Period 6.1-6.7 Flashcards
(35 cards)
Transcontinental Railroad
Railroad spanning from the East to West coast that was built jointly by the Union Pacific (started in the East) and the Central Pacific. This promoted settlement on the Great Plains and linked the West to the East.
Homestead Act
Encouraged farming on the Great Plains by offering 160 acres of land free to any family that settled on it for a period of 5 years
National Grange Movement
Organized by Oliver Kelley as a social and educational organization for farmers and their families, later becoming active in economics and politics by lobbying and establishing cooperatives.
Dry Farming
Technique used on the Great Plains to make the most of the little moisture availible in the soil.
Turner’s Frontier Thesis
Influential essay written by Jackson Turner that presented the settling of the frontier as an evolutionary process of civilization.

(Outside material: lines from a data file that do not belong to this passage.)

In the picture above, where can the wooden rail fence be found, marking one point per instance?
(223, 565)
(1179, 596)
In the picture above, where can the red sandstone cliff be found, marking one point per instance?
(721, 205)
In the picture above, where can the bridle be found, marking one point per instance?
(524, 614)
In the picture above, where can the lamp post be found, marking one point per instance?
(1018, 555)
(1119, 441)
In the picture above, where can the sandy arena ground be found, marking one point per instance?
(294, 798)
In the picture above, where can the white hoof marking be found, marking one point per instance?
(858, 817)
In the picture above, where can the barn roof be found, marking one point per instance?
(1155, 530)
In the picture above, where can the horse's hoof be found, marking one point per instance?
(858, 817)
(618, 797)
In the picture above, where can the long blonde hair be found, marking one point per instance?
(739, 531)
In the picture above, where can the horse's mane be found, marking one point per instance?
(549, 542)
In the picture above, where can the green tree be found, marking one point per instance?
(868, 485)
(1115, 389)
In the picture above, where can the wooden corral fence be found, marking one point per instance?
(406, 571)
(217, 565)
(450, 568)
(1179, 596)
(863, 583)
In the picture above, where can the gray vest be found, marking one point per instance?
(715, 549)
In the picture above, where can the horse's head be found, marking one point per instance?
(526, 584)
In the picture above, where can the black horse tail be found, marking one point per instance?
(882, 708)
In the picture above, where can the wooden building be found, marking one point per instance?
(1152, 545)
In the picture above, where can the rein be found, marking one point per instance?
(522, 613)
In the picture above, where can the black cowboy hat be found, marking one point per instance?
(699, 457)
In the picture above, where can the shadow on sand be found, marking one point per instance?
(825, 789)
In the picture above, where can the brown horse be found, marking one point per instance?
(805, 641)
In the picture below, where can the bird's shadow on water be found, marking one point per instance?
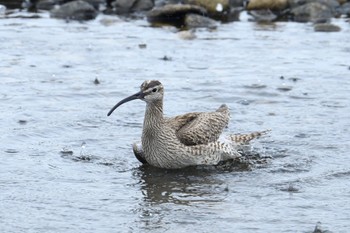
(193, 184)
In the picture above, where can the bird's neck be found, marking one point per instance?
(153, 114)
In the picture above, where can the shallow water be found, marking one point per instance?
(67, 167)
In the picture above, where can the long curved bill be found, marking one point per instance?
(138, 95)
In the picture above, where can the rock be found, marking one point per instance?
(143, 5)
(263, 15)
(129, 6)
(50, 4)
(186, 35)
(159, 3)
(123, 6)
(330, 3)
(217, 9)
(173, 14)
(12, 4)
(267, 5)
(46, 5)
(345, 9)
(76, 10)
(312, 12)
(326, 27)
(198, 21)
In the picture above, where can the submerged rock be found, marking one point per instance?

First came hunters, then farmers, then towns and cities.
Assimilation
The destruction of Native culture in favor of replacing it with a White one, in which reformers set up boarding schools to segregate Native children and teach them Farming and Industrial skills.
Dawes Severalty Act
Designed to break up tribal organizations, it divided tribal lands into plots based on family size and granted US citizenship to those who stayed on the land for 25 years and “adopted the habits of civilized life”
Little Big Horn
Ambush of U.S. troops serving under General George Custer by Sioux forces.
Ghost Dance
Spiritual movement that White settlers interpreted as a call for war, the US army was sent to prevent the Natives from the practice
Yosemite
State Park (later national) in California’s Yosemite Valley
Yellowstone
First national Park, located in Yellowstone.
Sharecropping
People who paid for the use of farmland with a share of the crop, this system kept many poor whites and recent freedmen in poverty
Tuskegee Institute
Place in Alabama where African American scientist George Washington Carver promoted growing crops such as peanuts, sweet potatoes, and soybeans. This shifted Southern Agriculture to a more diversified base.
Plessy v. Ferguson
Case in which the Supreme Court upheld a Louisiana Jim Crow law, spurring a wave of segregation laws in the South.
Jim Crow laws
Segregationist laws requiring “separate but equal” accommodations for Black and White citizens.
Literacy tests
Tests that required citizens to pass in order to vote, disproportionately affecting Black voters.
Poll taxes
Fees that had to be paid in order to vote, disproportionately affecting Black voters.
Grandfather clauses
Laws that gave a man the right to vote if his grandfather had voted in elections before Reconstruction, allowing poor, uneducated whites to circumnavigate Literacy tests and Poll taxes while disenfranchising freedmen.
Lynch mobs
Mobs that would murder Black Americans, terrorizing or threatening them with the intent of preventing freedmen from voting or exercising other civil rights.
Bessemer Process
Process developed by both Henry Bessemer in England and William Kelly in the US that created steel out of iron. The Great Lakes region had abundant coal reserves and access to iron ore, making it the center of steel production.
Electric light
Invention by Thomas Edison’s laboratory that revolutionized people’s lives, especially in cities. Edison became a mythic figure.
Consumer economy
Shift in America towards shopping and consumerism made possible by urbanization and advances in transportation and storage
US Steel
Corporation sold by Carnegie to Morgan and was the first billion-dollar company. It became the largest enterprise in the world and controlled more than three fifths of the nation’s steel.
Standard Oil
Trust company founded by John D. Rockefeller that controlled 90 percent of the oil refinery business and became a monopoly.